それは瞬く間に白い息へと変わっていった。いくら特務機関とは言えども、こんな人ひとり住めない雪山の地下に工房なるものを作成するとは。思わず呆れを覚えてしまう。


 結局、運命からは逃げることなど出来なかった。あの後義理の兄は床に伏してしまい、此処まで来ることは不可能、と判断された。だがしかし、48人の候補に選ばれてしまったが為、参加できないという訳にもいかなくなってしまった。ならばどうしたのか?答えはもう此処にある。―――――――少女だ。この少女は“代理人”として此処まで来たのだ。


 義理の父は“もしもの為”の保険として彼女のデータもここに登録された。あの父親は何処までの未来がはっきりと見えているのだろうか。少女は思わずゾッとした。一介の魔術師だからできる芸当なのか、それともあの父親だからできることなのだろうか。結局答えは聞けることなく、少女は5年の間ずっと住んでいた屋敷にしばしの別れを告げた。


 あの日のような思いはもうごめんだ。あの日以来、義理の父を“尊敬のまなざし”で見ることはさらに難しくなった。寧ろ“疑いのまなざし”を向けてしまっている。恐らく彼はこのまなざしが何を表しているのか分かり切っているのだろう。だが、そんなしょうもないことはあの義理の父にとって関係ないらしい。


 真っ白な壁を見つめながらただただ時を過ごしていた。屋敷のそれとはまた違う、清潔感のある尚且つ近未来的な真っ白な壁を見つめながら。少女には時を過ごすしか術がなかった。


「―――――君が、ミシェル ・アルテミシアちゃんかな」


 突然、隣から聞き慣れない男の声が聞こえた。声からして20代くらいだろうか。思わず驚いてしまった少女、もといミシェル ・アルテミシア‥通称ミシェは男を少しばかり睨みつけた。


「驚かせてしまったならごめん。バイタルチェックの結果が出たからそれを伝えようと思って」


「そうですか、ありがとうございます」


 ただ淡々とした声でミシェはそう答えた。この少女はようやく両手をすべて使って表せる年齢‥‥‥つまりは10歳になったばかりだ。その年頃の子ども達と言えばまだ若干の純粋さが残っているはずだ。それなのにこの少女は全くそれを感じさせない、それどころか大人びている。


‥あからさまにおかしいのだ。何が彼女をここまで変えてしまったのか?だが、それには触れてはいけないような気がして。触れてしまったら、もう“何か”が戻れなくなってしまうような気がして。


「お兄さんの容態はどうかな?前よりは良くなったかい?」


「‥良くもなく、悪くもなくという所でしょうか。いまだに自力でベッドからは出られないようですが」


 男、ロマニ・アーキマンもといDr.ロマンはミシェが気になって仕方がなかった。突然アルテミシアのマスター候補が謎の病に伏した、というのは風の噂で聞いていたが急遽カルデアに来訪した代理人がこんな年端もいかない少女だとは思いもしなかった。ロマニが次の言葉を紡ごうとしたその時である。少女の端正な顔がこちらを見たのは。


「‥変ですか」


「え?」


「こんな子どもがこんな特務機関にいるだなんて」


 ロマニは紡ごうとしていた言葉を思わず失っていた。いや、失わざるを得なかった。予想の斜め上を行き過ぎた言葉が少女から出たからである。

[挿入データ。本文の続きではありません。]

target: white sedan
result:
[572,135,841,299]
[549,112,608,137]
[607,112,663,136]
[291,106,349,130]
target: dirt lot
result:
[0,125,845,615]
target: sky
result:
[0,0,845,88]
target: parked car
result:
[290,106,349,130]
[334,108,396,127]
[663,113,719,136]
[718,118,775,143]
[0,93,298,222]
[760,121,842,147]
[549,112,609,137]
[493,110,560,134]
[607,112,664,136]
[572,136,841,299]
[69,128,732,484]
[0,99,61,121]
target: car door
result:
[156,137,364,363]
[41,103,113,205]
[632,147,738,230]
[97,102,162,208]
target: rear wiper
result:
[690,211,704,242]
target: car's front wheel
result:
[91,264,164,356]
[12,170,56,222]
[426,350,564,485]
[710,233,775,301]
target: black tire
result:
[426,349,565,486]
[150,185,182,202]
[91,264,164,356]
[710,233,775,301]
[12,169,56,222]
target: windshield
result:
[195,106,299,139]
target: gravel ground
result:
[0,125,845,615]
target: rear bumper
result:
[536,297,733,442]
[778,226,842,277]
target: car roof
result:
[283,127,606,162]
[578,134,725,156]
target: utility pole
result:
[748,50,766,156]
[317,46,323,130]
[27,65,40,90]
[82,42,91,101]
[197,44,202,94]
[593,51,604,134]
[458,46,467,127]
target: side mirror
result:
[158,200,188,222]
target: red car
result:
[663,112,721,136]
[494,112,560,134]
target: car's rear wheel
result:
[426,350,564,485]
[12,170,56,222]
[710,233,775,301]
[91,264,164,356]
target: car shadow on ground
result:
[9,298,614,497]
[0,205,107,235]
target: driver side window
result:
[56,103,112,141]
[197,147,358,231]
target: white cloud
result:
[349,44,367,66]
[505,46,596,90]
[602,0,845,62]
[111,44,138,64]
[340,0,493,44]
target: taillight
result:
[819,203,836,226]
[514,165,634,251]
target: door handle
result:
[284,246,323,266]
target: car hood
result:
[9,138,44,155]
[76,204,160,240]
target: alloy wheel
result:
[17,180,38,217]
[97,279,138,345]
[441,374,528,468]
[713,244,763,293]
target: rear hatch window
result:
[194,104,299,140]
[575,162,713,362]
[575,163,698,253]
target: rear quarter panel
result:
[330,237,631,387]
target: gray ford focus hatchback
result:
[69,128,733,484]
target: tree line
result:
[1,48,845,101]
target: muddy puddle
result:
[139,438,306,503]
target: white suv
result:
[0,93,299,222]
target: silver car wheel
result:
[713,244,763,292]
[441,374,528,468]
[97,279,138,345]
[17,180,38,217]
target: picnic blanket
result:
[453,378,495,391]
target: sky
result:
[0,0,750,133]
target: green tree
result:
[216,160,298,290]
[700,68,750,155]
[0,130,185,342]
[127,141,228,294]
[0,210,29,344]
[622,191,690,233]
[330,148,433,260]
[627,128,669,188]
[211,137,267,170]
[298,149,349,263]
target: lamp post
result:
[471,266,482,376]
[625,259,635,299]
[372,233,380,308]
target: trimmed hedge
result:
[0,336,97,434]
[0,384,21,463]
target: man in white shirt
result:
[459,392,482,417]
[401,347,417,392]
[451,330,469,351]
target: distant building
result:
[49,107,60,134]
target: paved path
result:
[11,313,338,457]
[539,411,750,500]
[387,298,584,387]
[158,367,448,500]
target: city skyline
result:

 ‥翡翠のような色をした綺麗な二つの瞳はこちら側を射抜かんとする勢いで見つめていた。


「‥まあ、所詮は義兄の“代理”ですから。私にはそんなに期待しない方がよろしいですよ?」


 自分を卑下しつつ柔らかい笑みを見せた少女ミシェはそう言い残し歩き始めた。ロマニはそんな彼女の足を止めることはできなかった。


「ミシェルちゃん‥」


 ただ“周囲より魔術の才が秀でていた”だけであの少女はここまで来させられた。それを考えるととても悲しいし、胸が締め付けられる。
あの小さな背中にどんな重い宿命を背負わされたのだろう。少なくとも10歳の子どもにはいささか重すぎる。


「どうか、君は――――」


 ロマニの声は、少女に届くことはなかった。